Tutto ciò non è nuovo, anzi oggi come ieri, ognuno di noi influenza ed è influenzato dalla comunicazione: siamo influenzati dalle parole che condividiamo con gli altri, e modifichiamo così il nostro stare al mondo. In sostanza le parole ed il linguaggio hanno dei padroni perché esse sono strumento di potere. Per spiegarmi farò riferimento al teatro ed in particolare ad un testo teatrale a cui per varie ragioni sto lavorando: Alice nel paese delle meraviglie di Lewis Carroll. In questo testo vi è un dialogo tra Alice e Humpty Dumpty, il goffo personaggio a forma di uovo. La bambina non capisce le parole di Humpty Dumpty, che si spiega così: “Quando io mi servo di una parola, quella parola significa quello che piace a me, né più né meno.”
Cosi la nostra Alice comprende che le parole possono avere tanti significati, ma la conclusione del suo bizzarro interlocutore è una lezione di potere che solo la leggerezza della fiaba poteva impartire: “quando faccio fare a una parola un simile lavoro, la pago sempre di più.”
Questo rivela la forza delle parole e il desiderio del potere di impadronirsene. Esiste un apprendimento tramite le parole usate dal potere. È innegabile che ciò avvenga, ma il punto fondamentale ora non questo bensì le strategie da mettere in campo per fronteggiare questo uso spregiudicato del Potere? Che parole usare? Con quali mezzi? Per cercare di cambiare l’attuale Potere, dobbiamo comprendere quali mezzi usa, con quali strategie. Torna d’attualità l’insegnamento di don Lorenzo Milani che in una lettera del 20 maggio 1956 scriveva: «Ciò che manca ai miei piccoli allievi è il dominio della parola». Solo che oggi non è la conoscenza delle “parole” a fare la differenza ma come esse sono usate.

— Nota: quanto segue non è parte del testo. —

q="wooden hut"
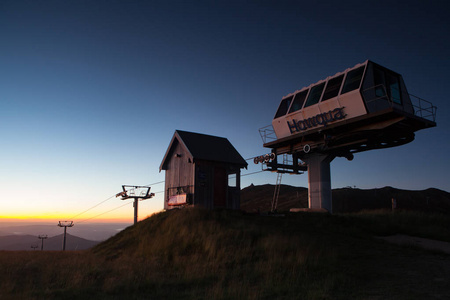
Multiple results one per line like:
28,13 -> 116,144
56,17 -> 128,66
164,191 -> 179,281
159,130 -> 247,209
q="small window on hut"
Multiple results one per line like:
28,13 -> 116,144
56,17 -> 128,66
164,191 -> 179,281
274,96 -> 294,119
228,174 -> 236,187
289,90 -> 308,113
322,75 -> 344,101
341,67 -> 364,94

Il primo impegno è fare in modo che tornino ad essere pietra. Le parole sono pietra quando raccontano idealità, impegno, coraggio e soprattutto quando esse valgono per tutti e tutti si riconoscono in esse. Le parole vere raccontano di persone che sanno affrontare con motivazione etica la propria vita e che di fronte alle sconfitte, alle avversità e alle frustrazioni sono capaci di non perdere la speranza. Le parole sono forti quando contengono elementi di speranza e sanno guardare con fiducia al futuro nonostante il passato e il presente siano faticosi.

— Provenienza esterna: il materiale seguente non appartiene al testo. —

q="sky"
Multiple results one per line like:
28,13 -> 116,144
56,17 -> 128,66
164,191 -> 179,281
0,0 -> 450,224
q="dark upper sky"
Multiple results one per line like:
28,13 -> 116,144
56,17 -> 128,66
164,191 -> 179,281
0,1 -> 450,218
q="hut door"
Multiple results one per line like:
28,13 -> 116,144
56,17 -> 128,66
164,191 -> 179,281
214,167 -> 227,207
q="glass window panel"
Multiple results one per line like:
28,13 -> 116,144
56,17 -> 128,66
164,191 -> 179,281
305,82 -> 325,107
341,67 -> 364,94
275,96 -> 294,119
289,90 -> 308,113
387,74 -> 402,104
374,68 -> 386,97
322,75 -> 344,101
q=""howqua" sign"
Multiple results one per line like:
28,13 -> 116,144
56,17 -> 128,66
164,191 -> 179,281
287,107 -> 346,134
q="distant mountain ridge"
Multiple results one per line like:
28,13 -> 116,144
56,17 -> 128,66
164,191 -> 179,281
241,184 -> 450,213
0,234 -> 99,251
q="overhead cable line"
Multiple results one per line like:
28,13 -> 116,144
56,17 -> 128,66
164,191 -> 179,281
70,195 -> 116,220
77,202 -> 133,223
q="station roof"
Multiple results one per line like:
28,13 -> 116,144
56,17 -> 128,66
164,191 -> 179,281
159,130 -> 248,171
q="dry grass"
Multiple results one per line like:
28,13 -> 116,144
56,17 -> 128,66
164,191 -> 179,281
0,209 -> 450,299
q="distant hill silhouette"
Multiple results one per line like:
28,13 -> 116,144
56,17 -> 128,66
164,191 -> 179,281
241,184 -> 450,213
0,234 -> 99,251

Dal punto di vista umano e sociale significa che di fronte alla salita, io ho deciso che quella fatica può e deve essere affrontata con forza ed impegno perché nelle mie priorità c’è un fortissimo desiderio di un progetto di società migliore, inclusiva e solidale. Dare il valore alle parole e alle idee che esse raccontano significa, in ultima analisi, riscoprire lo scopo profondo del nostro vivere, avendo la forza di metabolizzare la fatica trasformandola in un importante mattoncino di speranza e di cambiamento del nostro piccolo mondo.
Solo cosi possiamo scoprire il trucco di questi incantatori di circo. Dare un senso alla nostra vita che è raccontata da parole che sono pietra.